Images of the aftermath show that the front-end of the Model X was completely destroyed either because of the impact, the extraction process, or the fire (pictures via Dean C. Smith on Twitter):

Interestingly, Tesla sent engineers to assist the firefighters in removing the vehicle and its battery pack from the scene (pictures via Dean C. Smith on Twitter):

The authorities are reportedly investigating the cause of the fire.

Electrek’s Take

It’s a tragic accident, but as previously discussed, nothing indicates that electric vehicles, like Tesla’s vehicles, catch on fire more often than gas-powered cars.

It’s not uncommon for any vehicle to catch on fire after a severe high-speed crash, which seems to be the case here.

But with this said, it’s still important for first responders to have a good understanding of how to approach a lithium battery fire.

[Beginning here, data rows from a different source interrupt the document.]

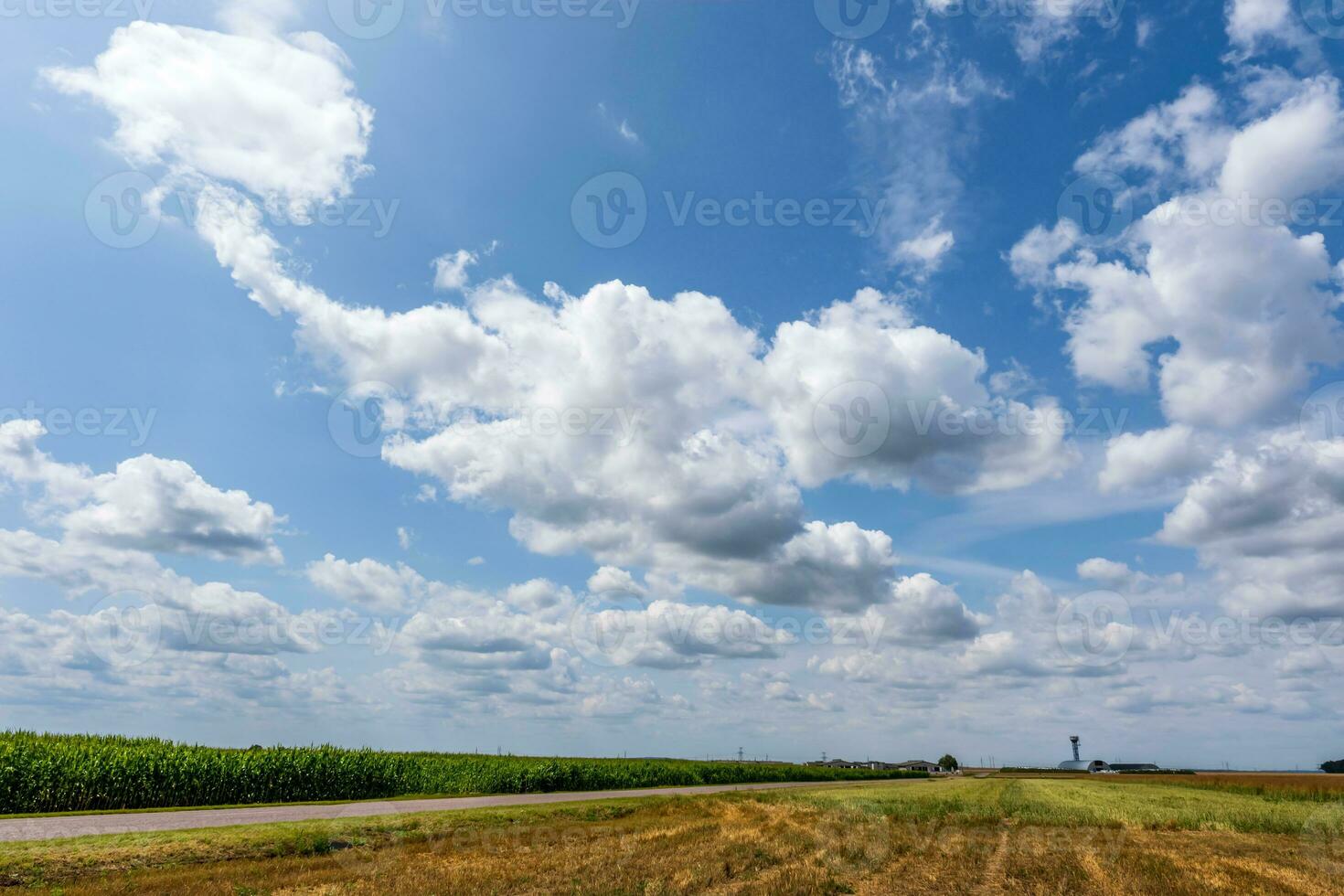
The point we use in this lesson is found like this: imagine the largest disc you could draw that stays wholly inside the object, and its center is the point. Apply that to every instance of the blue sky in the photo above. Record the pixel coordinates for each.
(709, 506)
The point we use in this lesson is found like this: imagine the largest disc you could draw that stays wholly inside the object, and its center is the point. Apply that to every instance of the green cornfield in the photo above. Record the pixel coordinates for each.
(88, 773)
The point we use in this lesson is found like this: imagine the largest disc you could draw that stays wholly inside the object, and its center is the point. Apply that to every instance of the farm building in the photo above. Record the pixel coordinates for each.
(1092, 766)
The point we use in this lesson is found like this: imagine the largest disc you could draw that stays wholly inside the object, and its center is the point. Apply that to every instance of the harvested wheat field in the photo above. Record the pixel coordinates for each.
(963, 836)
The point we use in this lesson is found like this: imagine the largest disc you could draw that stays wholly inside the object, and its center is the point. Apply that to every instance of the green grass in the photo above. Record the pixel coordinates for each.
(1089, 804)
(76, 773)
(1097, 812)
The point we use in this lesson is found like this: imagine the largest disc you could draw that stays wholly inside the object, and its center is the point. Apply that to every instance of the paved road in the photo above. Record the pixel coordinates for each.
(59, 827)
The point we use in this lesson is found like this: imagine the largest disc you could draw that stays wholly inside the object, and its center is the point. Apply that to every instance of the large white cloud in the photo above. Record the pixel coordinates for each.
(1246, 301)
(274, 116)
(146, 504)
(1272, 521)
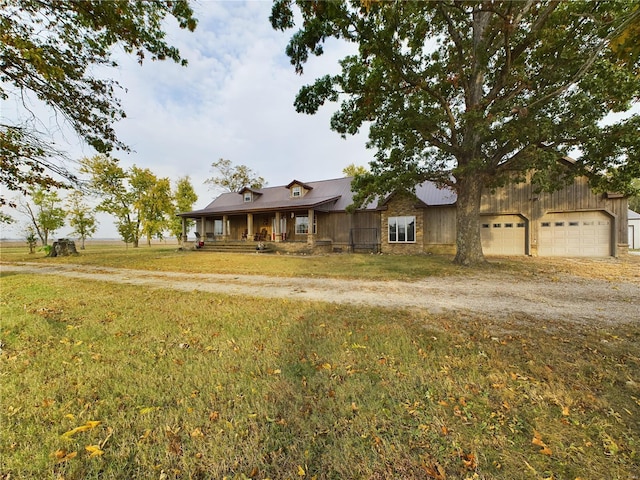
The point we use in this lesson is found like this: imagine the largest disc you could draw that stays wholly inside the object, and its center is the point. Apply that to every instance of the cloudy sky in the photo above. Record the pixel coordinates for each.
(234, 100)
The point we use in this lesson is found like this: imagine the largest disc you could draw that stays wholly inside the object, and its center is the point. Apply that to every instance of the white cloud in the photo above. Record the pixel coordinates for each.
(234, 100)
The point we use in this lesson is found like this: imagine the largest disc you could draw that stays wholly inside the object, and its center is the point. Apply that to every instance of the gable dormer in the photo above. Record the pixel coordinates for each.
(298, 189)
(249, 195)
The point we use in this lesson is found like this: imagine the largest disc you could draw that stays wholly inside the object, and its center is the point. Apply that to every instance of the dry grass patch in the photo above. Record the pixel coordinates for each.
(190, 385)
(359, 266)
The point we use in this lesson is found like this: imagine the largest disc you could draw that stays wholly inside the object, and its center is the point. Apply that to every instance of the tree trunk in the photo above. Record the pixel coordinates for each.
(468, 245)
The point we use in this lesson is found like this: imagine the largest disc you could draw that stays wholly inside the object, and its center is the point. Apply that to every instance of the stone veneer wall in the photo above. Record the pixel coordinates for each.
(402, 205)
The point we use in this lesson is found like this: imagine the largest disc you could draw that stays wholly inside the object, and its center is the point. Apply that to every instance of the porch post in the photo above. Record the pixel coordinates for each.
(225, 234)
(276, 229)
(311, 236)
(249, 226)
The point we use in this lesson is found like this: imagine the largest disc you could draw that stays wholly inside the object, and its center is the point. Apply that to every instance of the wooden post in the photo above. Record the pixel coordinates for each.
(311, 236)
(250, 226)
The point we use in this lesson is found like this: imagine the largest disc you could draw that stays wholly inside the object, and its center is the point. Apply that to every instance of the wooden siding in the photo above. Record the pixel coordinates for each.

Tesla recommends using “large amounts of water” to extinguish a battery fire in its vehicles and to use a thermal imaging camera to monitor the battery for at least one hour after it is found to be completely cooled:

“If the high voltage battery catches fire, is exposed to high heat, or is bent, twisted, cracked, or breached in any way, use large amounts of water to cool the battery. DO NOT extinguish with a small amount of water. Always establish or request an additional water supply.”

Tesla also has firewalls inside the battery pack that can slow down the fire from spreading between the modules.

In this case, it seems to have stopped about halfway through the pack.